RUSH: See, here we go. Governor Cuomo: “Sometimes you need an emergency to force change.” What change? Sometimes you need…? So, now we’re looking at this as a positive! Now some people are looking at this as a positive. Grab audio sound bite number 22. Here’s Governor Cuomo assuring the media that cases are still going up.
CUOMO: We’re studying the charts. We’re trying to study the data, follow the data. The data is uneven. It bounces. Numbers often bounce in any model. There are variables in this model. You see the basic line is still up.
CUOMO: What the statisticians will tell you is you basically draw the straight line that the columns indicate, and you see that we’re still going up —
RUSH: Goody.
CUOMO: — which is what we see on the overall trajectory, that we’re still going up.
RUSH: So, Governor Cuomo has reassured the media we’re still going up — we’re still getting an increasing number of cases — which is good for the get-Trump movement. Now it’s good because “sometimes you need an emergency to force change.” It’s kind of like Rahm Emanuel. “You don’t want to let a good crisis go to waste.”
BREAK TRANSCRIPT
RUSH: Governor Cuomo, here’s what he’s talking about when he said that sometimes you need an emergency to force change, he’s talking about ending the private hospital system. Here’s the audio sound bite.
CUOMO: The conversation I had with these hospital leaders yesterday in that room, if it was not for the coronavirus, I would have never made it out of that room. I mean, what I was saying was so antithetical to the foundation of the business of health care in this state, which, by the way, is a multibillion-dollar business.
RUSH: Really?
CUOMO: It’s rife with common sense, but sometimes you need the emergency to force change that would be very, very difficult otherwise.
RUSH: They want to get rid of the private hospital system in New York, have the state, I guess, take it over. And so they’re gonna use the coronavirus as an opportunity to do this.
BREAK TRANSCRIPT
RUSH: I’m going to tell you something else that I think out there, using some common slang, I’m going to tell you, I think it’s gonna speed up the return to normalcy, and that is when health care professionals are finally protected from the people that have the disease when they come in to see them in the hospital, doctor’s office, or whatever. It is clear is that we don’t yet have enough protection for all of the people the health care industry is dealing with with coronavirus patients. Now, that’s spotty. In some states it’s okay, not a problem. In other states there are shortages, shortages of gowns, masks. I’m not talking about ventilators. I’m talking about the things that would protect the doctors and nurses.
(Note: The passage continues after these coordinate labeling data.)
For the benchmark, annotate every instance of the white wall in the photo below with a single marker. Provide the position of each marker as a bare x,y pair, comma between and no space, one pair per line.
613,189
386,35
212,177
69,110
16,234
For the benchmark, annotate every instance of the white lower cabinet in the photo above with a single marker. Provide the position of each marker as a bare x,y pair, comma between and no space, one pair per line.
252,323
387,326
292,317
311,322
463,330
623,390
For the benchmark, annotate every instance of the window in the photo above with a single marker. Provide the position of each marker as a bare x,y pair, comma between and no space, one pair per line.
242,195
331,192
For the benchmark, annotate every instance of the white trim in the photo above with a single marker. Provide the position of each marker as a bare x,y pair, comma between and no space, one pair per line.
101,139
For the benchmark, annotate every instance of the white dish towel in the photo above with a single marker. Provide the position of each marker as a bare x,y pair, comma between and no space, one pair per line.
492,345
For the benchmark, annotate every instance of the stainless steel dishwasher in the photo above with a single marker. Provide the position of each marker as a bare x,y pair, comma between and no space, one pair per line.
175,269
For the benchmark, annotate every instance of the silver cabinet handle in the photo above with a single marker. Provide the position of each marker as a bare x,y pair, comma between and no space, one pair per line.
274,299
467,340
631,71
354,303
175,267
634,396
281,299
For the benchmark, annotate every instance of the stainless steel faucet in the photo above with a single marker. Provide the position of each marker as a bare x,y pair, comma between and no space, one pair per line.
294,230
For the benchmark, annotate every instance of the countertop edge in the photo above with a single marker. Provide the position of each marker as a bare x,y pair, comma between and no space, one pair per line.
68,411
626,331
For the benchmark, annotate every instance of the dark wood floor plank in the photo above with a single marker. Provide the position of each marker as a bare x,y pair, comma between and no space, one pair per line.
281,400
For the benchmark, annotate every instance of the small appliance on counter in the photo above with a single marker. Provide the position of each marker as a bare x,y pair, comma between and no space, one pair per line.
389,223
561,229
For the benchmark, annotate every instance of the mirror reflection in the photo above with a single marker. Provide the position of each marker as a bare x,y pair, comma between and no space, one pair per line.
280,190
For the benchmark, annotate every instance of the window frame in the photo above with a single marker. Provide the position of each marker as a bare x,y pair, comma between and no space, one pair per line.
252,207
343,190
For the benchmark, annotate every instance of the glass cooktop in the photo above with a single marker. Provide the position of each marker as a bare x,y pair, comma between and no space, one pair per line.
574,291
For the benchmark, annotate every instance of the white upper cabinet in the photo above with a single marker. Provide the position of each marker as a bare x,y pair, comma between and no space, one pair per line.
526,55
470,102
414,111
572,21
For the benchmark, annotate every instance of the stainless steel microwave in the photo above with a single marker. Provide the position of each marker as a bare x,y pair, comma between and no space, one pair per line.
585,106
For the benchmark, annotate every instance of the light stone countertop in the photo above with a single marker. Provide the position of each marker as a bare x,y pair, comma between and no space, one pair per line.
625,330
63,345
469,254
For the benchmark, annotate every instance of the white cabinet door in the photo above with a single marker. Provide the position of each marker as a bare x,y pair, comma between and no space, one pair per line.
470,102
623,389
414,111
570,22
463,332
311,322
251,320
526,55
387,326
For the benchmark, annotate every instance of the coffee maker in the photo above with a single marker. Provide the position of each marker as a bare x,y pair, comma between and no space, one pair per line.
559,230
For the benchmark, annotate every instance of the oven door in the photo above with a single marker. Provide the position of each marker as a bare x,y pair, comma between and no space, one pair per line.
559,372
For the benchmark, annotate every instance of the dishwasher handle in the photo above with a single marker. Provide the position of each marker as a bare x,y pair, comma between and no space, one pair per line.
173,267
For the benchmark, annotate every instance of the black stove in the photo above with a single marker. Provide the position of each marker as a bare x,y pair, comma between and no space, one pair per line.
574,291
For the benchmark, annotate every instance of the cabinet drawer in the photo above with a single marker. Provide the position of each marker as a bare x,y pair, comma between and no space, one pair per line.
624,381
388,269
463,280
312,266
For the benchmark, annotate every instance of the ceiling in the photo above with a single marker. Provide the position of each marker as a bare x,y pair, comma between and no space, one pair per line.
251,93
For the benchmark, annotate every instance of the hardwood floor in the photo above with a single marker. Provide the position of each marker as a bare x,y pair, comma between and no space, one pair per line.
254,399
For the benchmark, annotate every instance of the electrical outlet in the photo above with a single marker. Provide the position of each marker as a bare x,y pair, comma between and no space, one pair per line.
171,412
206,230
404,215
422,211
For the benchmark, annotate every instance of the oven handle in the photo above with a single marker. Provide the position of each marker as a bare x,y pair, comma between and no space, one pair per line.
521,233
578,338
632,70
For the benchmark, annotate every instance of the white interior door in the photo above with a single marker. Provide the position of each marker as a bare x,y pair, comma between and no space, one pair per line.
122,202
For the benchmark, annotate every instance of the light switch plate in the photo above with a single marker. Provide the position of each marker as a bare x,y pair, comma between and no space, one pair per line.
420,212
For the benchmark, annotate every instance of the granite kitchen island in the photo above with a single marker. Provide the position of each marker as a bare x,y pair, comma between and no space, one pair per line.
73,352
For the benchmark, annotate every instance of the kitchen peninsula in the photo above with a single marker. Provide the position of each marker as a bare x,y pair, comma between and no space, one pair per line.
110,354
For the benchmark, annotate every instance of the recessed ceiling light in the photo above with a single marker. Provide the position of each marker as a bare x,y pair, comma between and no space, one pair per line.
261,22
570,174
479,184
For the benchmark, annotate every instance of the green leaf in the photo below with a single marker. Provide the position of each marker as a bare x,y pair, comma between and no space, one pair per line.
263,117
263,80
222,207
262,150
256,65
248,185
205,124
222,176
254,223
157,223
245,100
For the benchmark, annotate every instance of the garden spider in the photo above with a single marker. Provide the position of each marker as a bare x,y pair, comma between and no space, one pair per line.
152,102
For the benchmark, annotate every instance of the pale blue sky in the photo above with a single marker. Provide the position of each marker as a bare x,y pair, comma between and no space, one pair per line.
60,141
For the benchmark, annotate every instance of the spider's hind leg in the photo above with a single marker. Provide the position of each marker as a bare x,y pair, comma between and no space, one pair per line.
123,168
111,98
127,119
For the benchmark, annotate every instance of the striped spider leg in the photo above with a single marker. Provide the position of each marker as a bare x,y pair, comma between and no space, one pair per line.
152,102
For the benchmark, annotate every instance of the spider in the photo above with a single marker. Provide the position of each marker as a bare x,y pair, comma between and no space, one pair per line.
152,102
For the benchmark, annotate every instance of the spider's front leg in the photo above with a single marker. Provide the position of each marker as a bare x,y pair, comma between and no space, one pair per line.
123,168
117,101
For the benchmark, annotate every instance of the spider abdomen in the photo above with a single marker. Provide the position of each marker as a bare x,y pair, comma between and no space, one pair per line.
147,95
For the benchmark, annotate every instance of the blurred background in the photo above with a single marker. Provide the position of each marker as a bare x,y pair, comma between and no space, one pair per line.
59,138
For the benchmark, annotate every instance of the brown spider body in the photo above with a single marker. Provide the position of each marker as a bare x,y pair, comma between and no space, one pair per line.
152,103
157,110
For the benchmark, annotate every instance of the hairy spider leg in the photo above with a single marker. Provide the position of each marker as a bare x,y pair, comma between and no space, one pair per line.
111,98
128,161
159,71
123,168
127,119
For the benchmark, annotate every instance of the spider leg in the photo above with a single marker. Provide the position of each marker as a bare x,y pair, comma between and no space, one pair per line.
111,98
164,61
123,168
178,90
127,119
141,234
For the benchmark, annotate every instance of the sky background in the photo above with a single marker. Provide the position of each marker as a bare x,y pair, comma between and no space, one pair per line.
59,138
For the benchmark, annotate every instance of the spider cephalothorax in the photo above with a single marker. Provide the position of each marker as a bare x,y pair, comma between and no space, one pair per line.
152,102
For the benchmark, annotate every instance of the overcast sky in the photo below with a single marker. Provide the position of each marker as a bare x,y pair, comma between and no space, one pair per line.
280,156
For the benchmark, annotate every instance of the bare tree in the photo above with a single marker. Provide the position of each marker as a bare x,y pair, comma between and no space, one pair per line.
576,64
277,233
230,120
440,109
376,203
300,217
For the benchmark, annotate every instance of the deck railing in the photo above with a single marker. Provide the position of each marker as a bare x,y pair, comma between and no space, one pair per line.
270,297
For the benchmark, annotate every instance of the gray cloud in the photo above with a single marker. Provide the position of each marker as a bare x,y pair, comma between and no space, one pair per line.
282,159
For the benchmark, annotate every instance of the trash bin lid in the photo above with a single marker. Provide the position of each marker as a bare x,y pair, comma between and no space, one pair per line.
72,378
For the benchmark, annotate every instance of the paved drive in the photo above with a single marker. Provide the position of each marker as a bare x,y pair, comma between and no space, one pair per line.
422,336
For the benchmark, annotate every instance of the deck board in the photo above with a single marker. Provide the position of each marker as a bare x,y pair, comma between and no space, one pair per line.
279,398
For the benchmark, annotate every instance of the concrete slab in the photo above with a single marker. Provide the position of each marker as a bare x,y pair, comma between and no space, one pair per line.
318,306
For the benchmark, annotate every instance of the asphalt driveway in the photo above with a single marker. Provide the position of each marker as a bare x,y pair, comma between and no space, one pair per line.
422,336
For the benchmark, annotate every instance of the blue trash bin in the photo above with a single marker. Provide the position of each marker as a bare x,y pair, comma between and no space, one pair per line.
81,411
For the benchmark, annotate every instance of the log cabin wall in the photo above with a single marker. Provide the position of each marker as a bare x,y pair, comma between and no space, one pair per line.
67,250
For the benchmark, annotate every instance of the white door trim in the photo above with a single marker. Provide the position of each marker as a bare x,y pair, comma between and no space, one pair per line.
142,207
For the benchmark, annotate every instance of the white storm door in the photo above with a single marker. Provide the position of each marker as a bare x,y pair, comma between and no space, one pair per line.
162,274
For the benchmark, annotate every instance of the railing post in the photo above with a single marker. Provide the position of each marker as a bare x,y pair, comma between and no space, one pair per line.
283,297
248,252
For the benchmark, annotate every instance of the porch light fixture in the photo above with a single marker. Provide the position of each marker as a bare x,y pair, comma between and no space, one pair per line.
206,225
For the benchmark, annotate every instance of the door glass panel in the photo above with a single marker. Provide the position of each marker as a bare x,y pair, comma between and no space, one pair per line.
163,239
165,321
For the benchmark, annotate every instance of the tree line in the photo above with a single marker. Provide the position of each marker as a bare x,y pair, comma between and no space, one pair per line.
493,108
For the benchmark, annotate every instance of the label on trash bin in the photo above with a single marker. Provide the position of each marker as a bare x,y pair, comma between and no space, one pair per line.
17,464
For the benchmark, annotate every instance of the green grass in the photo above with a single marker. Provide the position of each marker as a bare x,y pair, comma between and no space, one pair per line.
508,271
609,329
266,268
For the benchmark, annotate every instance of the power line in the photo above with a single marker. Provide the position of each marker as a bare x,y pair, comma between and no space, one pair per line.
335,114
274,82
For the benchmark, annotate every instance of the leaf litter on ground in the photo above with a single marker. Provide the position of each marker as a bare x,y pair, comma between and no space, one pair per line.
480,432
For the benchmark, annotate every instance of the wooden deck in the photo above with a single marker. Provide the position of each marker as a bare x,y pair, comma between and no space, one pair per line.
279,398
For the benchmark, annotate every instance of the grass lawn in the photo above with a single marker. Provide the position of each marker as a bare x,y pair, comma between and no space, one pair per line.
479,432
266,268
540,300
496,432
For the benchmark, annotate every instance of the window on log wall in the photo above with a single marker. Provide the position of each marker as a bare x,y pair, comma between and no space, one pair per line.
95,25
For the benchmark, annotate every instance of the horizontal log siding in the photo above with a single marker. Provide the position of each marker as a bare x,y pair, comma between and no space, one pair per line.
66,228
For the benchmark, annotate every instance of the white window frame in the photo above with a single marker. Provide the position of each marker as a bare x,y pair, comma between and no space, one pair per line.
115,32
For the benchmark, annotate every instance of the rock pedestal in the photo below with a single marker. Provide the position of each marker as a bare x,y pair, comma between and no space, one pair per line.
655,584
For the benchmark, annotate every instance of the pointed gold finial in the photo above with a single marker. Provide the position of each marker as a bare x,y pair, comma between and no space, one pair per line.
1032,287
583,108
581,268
And once that’s in place, if we could get that up and running where everybody in the health professional treatment world can be guaranteed of being protected against the disease, then it’s gonna free things up as well. But as long as the health care professionals, doctors and nurses, are susceptible to getting the disease and therefore being useless, well, that’s gonna be a hamstring on any effort at a return to normalcy.